Seventh, it strikes me that the
Coalition of Peaks and the framework established by the National Agreement on Closing
the Gap should comprise the starting point for engaging with Indigenous
interests in establishing such an ongoing process, although there might be
grounds for expanding and modifying that framework to ensure greater
inclusiveness. There is no reason why Indigenous interests could not reform
their internal processes to enhance their negotiation capability themselves
without government action.
Conclusion
I am sceptical that the Victorian Government has the
capacity to engage substantively with the Yoorrook Justice Commission’s 148
recommendations, nor with the evident pain and concern that pervades the
Victorian Aboriginal community. Without Commonwealth leadership and impetus,
the most likely result will be the creation of further process, further delay
and ultimately stagnation leading to irrelevance.
The process to date has clearly been worthwhile for
Victorian Aboriginal interests, but to take the Commission’s work to a new
level, there will be a need for Aboriginal interests to synthesise and
prioritise the policy reforms that will have most impact and consider carefully
their strategies going forward.
The lesson I draw from The Australian is that their aggressively
critical perspective is a forerunner of what is to come and lays down a roadmap
that more conservative interests will use to seek to suppress and prevent the
greater social, economic and cultural inclusion of Indigenous interests.
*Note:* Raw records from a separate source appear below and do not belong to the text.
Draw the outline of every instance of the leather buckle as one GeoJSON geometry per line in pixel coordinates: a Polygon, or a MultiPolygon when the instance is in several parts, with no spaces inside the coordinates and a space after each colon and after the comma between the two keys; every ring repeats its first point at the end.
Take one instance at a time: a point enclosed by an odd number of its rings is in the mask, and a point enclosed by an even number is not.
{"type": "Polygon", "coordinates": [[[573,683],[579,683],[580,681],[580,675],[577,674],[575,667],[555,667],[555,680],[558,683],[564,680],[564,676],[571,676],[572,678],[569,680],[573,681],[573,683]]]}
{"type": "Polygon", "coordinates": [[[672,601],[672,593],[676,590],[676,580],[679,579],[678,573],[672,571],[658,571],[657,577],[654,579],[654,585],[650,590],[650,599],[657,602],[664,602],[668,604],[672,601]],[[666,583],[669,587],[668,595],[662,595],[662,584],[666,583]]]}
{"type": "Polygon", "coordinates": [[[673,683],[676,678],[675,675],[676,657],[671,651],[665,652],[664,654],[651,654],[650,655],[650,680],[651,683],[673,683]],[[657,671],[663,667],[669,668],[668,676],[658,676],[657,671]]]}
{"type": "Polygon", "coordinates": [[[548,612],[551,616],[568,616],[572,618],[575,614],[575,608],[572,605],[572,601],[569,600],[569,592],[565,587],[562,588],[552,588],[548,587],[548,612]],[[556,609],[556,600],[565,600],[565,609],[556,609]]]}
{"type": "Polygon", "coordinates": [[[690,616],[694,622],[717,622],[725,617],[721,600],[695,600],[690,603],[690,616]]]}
The lesson from the Voice referendum for both mainstream
and Indigenous interests is that strategic considerations, preparedness to
compromise, and a unified and professional advocacy capability will be crucial
in grasping the opportunities that flow from the work of the Yoorrook Justice
Commission.
Finally, the stark choices facing both the Victorian
Government and Indigenous interests in taking the Yoorrook Commission report forward
are either win/win or lose/lose. There is no halfway house. Whichever outcome
is chosen will have long term national implications, and shape not just
Victoria, but the nation as a whole for generations to come.
11 July 2025
Addendum:
A reader brought to my attention the Victorian Government's response to the Yoorrook Commission's second report (link here) which provides a template for the likely response to this third report.